OPNsense Forum

English Forums => Intrusion Detection and Prevention => Topic started by: opleksin on July 24, 2020, 06:57:51 pm

Title: Send IPS alerts by e-mail
Post by: opleksin on July 24, 2020, 06:57:51 pm

I successfully set up and configured IPS in opnsense. If I try to open a TCP connection from inside my network to a host listed, e.g., in the ET botnet list, the connection is blocked and I get an alert. So far, so good.

The problem is: The alert shows up in the opnsense web UI. I don't want to regularly check the web UI for alerts. If an alert happens, I'd like to be notified (by e-mail), so that I can investigate whether this is a security incident or a false positive.

Is there some built-in functionality in opnsense to activate this kind of e-mail notification? I activated Monit, but none of the built-in service alerts seems to relate to the IPS.

Thanks and best regards

Title: Re: Send IPS alerts by e-mail
Post by: mimugmail on July 25, 2020, 07:57:47 am

https://github.com/opnsense/docs/blob/master/source/manual/monit.rst

Example 3

Title: Re: Send IPS alerts by e-mail
Post by: Julien on August 19, 2020, 11:28:48 pm

This is really handy have you managed to configure it ?

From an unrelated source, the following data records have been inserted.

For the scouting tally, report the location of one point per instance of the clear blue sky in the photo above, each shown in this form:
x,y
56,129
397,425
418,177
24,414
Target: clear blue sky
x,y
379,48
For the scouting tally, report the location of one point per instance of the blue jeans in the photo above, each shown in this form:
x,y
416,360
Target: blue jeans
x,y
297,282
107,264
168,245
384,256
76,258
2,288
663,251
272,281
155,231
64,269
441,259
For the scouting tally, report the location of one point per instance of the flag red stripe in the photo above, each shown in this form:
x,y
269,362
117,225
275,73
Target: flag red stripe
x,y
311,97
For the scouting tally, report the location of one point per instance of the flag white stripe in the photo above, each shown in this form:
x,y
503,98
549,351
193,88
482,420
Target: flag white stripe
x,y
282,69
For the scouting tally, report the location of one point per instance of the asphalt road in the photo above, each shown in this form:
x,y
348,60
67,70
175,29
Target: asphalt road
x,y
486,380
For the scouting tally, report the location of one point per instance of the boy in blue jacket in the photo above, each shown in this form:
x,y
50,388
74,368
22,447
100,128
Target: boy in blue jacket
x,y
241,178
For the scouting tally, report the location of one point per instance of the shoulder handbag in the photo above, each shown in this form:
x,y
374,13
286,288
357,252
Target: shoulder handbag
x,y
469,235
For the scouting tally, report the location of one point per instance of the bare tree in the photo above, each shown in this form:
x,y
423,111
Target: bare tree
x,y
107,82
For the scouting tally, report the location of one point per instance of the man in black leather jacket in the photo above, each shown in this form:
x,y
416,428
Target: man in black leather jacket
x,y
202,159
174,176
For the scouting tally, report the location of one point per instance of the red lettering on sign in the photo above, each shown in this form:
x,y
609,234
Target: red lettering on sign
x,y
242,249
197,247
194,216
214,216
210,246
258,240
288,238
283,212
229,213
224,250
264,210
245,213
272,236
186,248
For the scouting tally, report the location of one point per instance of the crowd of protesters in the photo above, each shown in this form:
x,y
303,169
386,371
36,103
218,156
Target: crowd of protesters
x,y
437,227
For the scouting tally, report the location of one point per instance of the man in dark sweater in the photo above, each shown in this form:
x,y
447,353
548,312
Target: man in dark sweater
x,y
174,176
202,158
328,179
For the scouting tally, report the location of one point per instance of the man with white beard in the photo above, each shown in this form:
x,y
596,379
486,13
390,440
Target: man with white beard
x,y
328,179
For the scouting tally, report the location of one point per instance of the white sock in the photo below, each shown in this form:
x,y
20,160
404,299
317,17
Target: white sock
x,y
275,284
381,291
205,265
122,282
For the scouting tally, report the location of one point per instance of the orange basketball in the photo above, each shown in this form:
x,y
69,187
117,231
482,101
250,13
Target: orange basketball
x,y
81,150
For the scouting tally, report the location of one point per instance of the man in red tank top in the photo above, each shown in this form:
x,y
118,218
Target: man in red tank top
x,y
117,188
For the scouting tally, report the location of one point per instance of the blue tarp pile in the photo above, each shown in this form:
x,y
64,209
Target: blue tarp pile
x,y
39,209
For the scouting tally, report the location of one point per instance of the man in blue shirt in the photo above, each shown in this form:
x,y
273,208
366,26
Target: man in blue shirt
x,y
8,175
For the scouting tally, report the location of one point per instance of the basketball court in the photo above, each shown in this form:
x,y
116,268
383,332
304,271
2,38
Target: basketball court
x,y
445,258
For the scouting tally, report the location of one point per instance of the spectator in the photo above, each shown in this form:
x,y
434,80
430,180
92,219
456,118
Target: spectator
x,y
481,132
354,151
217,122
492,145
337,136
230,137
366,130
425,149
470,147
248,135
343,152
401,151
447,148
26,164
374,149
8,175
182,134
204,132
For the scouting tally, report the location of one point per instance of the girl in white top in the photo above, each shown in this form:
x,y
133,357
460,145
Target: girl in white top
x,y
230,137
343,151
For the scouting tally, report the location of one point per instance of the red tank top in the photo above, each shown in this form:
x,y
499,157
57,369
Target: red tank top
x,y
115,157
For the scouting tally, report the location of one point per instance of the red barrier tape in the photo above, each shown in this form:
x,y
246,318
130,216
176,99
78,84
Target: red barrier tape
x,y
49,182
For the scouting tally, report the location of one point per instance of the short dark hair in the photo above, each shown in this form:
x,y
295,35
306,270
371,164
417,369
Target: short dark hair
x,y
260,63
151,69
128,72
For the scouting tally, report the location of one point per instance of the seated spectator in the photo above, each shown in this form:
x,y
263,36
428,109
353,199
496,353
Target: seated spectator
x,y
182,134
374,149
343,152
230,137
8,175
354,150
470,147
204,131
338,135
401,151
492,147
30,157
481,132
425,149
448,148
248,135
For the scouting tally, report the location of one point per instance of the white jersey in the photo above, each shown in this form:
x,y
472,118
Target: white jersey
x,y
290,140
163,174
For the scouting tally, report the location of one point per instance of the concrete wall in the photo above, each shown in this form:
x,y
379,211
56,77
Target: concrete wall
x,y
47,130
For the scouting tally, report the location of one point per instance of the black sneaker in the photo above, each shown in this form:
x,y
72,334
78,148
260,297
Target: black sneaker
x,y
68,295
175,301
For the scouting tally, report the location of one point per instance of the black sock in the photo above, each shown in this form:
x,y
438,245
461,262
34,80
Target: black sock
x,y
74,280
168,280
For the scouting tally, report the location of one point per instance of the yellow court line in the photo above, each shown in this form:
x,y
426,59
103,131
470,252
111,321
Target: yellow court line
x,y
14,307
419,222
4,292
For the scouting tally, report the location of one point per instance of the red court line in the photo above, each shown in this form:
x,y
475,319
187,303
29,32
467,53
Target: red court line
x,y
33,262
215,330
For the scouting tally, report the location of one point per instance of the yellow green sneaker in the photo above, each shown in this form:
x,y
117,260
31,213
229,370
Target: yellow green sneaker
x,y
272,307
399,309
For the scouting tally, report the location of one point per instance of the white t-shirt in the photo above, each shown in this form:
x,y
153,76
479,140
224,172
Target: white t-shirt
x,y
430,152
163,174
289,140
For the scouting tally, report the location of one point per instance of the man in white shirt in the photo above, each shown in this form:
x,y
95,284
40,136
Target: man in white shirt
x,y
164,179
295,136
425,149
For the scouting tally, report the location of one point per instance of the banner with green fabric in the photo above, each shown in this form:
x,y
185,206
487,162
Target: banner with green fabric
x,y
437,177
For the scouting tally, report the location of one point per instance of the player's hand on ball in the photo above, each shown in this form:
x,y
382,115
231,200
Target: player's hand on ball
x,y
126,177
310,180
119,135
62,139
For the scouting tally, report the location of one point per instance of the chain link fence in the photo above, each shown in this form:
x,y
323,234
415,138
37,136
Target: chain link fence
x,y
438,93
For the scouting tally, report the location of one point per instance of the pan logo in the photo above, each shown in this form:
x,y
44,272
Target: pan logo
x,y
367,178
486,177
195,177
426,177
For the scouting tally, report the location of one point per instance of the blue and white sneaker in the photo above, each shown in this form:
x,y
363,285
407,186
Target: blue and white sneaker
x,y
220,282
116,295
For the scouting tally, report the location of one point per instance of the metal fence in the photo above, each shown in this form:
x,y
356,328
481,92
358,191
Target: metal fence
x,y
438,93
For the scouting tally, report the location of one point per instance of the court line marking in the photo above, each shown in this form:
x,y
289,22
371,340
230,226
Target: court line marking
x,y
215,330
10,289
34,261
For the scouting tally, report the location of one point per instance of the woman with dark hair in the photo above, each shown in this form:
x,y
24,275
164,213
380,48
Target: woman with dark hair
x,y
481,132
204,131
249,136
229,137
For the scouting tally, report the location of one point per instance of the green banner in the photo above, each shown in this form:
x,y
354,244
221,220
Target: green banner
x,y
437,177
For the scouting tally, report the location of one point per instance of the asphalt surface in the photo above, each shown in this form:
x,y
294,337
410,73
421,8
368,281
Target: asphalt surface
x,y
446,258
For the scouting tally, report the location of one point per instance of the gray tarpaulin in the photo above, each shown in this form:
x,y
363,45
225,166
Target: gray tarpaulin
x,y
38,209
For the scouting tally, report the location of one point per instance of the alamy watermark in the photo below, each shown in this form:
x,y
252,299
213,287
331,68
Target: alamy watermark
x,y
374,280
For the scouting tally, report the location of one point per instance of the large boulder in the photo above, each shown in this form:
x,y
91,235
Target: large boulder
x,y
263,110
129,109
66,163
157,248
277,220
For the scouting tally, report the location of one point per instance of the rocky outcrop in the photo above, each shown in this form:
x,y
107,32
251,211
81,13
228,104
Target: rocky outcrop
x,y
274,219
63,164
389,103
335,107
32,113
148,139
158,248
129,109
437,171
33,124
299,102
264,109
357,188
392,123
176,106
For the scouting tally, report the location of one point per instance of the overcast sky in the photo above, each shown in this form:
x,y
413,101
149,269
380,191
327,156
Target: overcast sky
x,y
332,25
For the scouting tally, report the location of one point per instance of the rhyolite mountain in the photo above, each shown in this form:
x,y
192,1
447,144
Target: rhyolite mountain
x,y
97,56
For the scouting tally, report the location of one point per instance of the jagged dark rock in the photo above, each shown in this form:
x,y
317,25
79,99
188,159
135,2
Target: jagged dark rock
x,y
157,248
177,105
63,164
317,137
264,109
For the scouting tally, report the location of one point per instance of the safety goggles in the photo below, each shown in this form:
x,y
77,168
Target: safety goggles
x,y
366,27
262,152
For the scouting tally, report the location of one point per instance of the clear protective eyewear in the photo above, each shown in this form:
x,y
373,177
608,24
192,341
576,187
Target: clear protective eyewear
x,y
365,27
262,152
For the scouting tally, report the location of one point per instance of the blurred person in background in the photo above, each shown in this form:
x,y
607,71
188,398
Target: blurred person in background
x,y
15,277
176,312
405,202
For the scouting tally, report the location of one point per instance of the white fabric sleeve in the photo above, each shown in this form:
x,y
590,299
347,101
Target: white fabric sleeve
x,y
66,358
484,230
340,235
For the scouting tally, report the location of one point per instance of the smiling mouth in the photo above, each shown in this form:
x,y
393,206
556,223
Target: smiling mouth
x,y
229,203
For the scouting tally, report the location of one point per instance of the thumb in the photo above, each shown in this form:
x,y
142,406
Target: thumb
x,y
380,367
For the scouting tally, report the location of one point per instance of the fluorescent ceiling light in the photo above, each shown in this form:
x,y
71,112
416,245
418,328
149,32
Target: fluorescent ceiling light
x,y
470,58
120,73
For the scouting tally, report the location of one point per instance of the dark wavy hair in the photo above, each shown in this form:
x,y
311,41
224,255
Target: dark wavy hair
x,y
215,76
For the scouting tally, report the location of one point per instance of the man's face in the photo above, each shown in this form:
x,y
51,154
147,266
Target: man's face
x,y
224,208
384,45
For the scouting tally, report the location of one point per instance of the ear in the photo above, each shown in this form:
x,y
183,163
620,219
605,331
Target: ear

Title: Re: Send IPS alerts by e-mail
Post by: XeroX on August 23, 2020, 12:06:44 am

Yes, but I find this more annoying than helpful.

Title: Re: Send IPS alerts by e-mail
Post by: chemlud on August 23, 2020, 11:45:00 am

...if you are not interested in what's going on in your network simply turn off suricata :-p

Carefully select your rulesets for your use case and turn off false positives ove time. IPS is not a feature you turn on and forget about it...

Title: Re: Send IPS alerts by e-mail
Post by: XeroX on August 23, 2020, 02:57:35 pm

I agree if running IDS, but I'm running IPS. I want to block malicous traffic to my exposed systems.

I don't need notifications for any DShield blocks so I check that manually from day to day.